Virtual Earth News for Developers at PDC

The VE team made two exciting announcements for developers at this weeks PDC – one practical, the other just pure fun. Let’s get practical out of the way first.

When VE was first released in July, it was accompanied by a Javascript library that developers could use to build Virtual Earth maps into their own applications. A license restriction only allowed for the use of the library in non-commercial applications.  But now at PDC we have released a version of the control for use in commercial applications. You can read details of the new licensing terms at our developer site, ViaVirtualEarth, then try out the new map control in action for PDC2005. In January, we’ll be announcing additional licensing choices for applications that integrate VE, including advertising revenue shares and pay-per-use options.

The other big news was the announcement of a contest for Virtual Earth developers. Build a Virtual Earth powered application before October 14th for a chance to win the 1000 dollar grand prize. There will also be 25 bundles of Streets and Trips with a GPS device awarded to the first 25 entries received. Get all of the details ViaVirtualEarth.
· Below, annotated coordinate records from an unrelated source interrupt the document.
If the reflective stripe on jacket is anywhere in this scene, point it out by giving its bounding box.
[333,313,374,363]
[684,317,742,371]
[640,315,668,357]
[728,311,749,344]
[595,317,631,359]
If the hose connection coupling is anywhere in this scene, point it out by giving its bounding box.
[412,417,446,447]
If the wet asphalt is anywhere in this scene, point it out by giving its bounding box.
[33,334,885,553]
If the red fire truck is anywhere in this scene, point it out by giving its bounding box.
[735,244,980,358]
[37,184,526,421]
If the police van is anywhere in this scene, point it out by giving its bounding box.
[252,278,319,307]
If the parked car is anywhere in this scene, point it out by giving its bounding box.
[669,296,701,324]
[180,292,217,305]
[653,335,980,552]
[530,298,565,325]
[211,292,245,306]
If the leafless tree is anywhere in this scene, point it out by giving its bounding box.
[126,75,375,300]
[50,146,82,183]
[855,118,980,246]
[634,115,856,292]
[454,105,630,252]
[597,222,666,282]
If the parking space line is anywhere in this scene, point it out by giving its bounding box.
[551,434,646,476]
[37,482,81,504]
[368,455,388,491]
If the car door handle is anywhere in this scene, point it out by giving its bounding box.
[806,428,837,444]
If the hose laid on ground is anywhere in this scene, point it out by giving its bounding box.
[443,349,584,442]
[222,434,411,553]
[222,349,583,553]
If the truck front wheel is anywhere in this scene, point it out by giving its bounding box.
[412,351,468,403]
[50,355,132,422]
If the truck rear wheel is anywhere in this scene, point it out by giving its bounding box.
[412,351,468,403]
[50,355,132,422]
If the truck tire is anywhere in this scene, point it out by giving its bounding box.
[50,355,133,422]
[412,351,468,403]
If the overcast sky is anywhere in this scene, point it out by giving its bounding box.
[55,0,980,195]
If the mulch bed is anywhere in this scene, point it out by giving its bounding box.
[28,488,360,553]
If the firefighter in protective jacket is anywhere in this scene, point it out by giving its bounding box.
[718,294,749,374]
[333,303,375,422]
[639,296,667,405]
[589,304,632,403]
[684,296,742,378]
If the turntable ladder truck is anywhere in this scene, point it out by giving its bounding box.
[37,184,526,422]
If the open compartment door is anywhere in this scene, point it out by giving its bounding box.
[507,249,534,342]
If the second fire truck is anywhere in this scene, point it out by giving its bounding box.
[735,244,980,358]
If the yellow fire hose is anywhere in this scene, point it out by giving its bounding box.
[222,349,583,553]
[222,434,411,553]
In non-developer news this week, many members of the Virtual Earth and MSNBC teams volunteered a lot of hours to get a flyover application together to assist families displaced by the aftermath of Hurricane Katrina. It allows them to get a low altitude aerial view of their homes and neighborhoods. I received an email this morning from a father who was able to use the site to help his daughter in a claim against her car insurance company who wanted to see proof of her loss – not easy to do if your home is still under 8 feet of water and you can’t get to it. Using the bird’s eye imagery, they were able to convince the insurance agent that indeed her car was completely lost. I can only hope that in some small way this application can help others trying to get their lives back to normal in the region. If you want to assist, a donation to the Red Cross is always needed.